Preferia ter visto um Machado menos burilado pela forma teatral. Um escritor que se pode encontrar nesse grande romancista e contista. E que merece a distinção que lhe é dada pela crítica brasileira em geral. Júlio Bressane quase que o endeusou, mas erradamente.

Olinda, 08. 10. 21

Kinshasha Makambo

Filme “Kinshasha Makambo” I Foto: Reprodução/Mubi

Trata-se de um filme produzido na República Popular do Congo e lançado em 2018. Agora, está em exibição no Mubi. A direção é do cineasta congolês Dieudo Hamadi e a equipe técnica conta com alguns franceses. O filme é falado na língua nacional, que tem influência do francês por efeito da colonização.

Dieudo Hamadi documentou, mas não fez um documentário. As partes documentais são as manifestações nas ruas contra a permanência do presidente Joseph Kabila, que queria continuar depois de terminar o segundo ano de mandato. Além das cenas das manifestações, o filme cria personagens que são ligados às lutas e a momentos de diálogo entre, por exemplo, um líder Ben e seus familiares. Depois de dois anos de prisão, é solto e então volta a Kinshasa e quer continuar a luta. Na realidade, fica entre participar e se esconder.

A maior importância desse tipo de exibição em ‘streaming’ é que filmes importantes como este, de produção africana, no passado não teriam como chegar ao público mundial. É uma mudança realmente para melhor.

Olinda, 13.09.21

As faculdades

Filme “As faculdades”

“Las Facultades” não é realmente um título de filme que possa atrair um grande público, a não ser públicos específicos. Mas esse é o título do filme argentino que está sendo lançado pelo Mubi. A direção é da jovem cineasta Eloisa Solaas que além de dirigir participou da produção e da edição. Esta foi feita ainda por outras duas técnicas. O que demonstra se tratar de uma obra de complexa montagem. Mas enfim conseguiram, contando com esse tema muito pouco popular fazer um filme que se vê com atração. Além da montagem, o filme contou com um trabalho muito bom de cinematografia. E o roteiro musical de Leandro Arrarás é interessante, pois ele contou com a música produzida por um possível aluno na execução do piano. Muito bom.

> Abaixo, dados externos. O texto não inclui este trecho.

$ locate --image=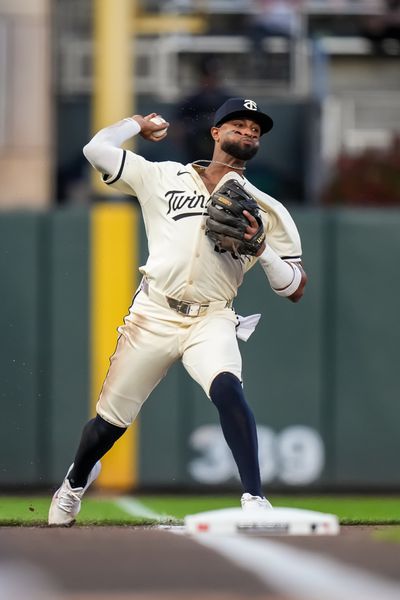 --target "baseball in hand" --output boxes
[150,115,168,137]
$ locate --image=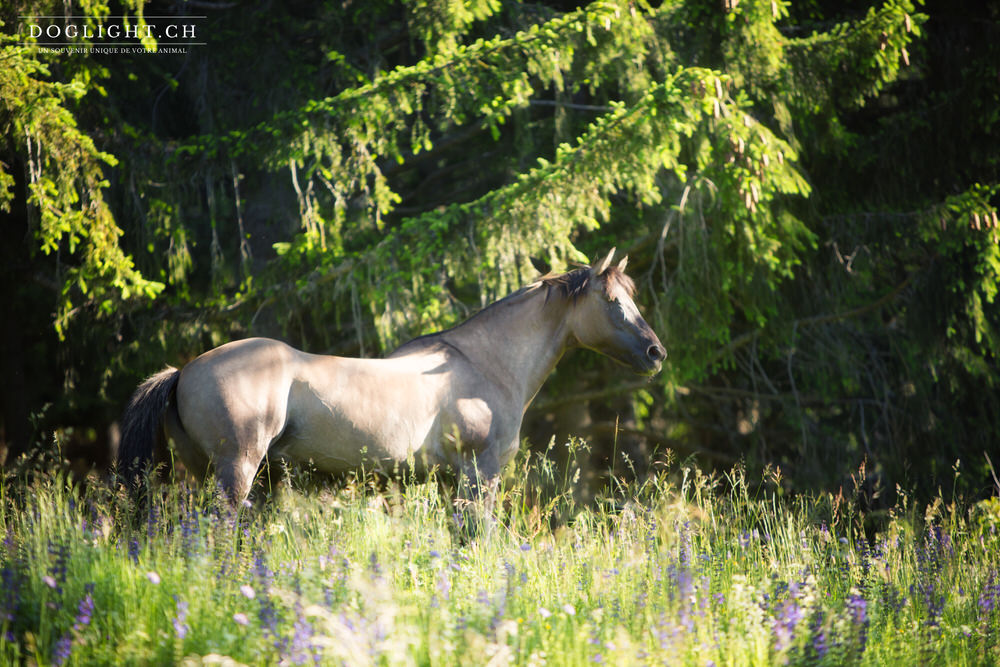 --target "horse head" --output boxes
[570,248,667,375]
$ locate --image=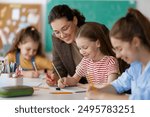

O tema do filme se pode dizer que é um retrato do que a diretora chama “as faculdades”, ou seja, um retrato do sistema de ensino superior na Argentina. Não é sobre questões do ensino, mas mostrando momentos de diálogos entre alunos e professores. E isso em matérias como filosofia, biologia, história, política, e até cinema. Às vezes, as filmagens são de momentos de exames, outras, aulas sobre algum assunto, inclusive Direito, e vai por aí. Certamente, um filme maduro, embora a diretora seja uma jovem.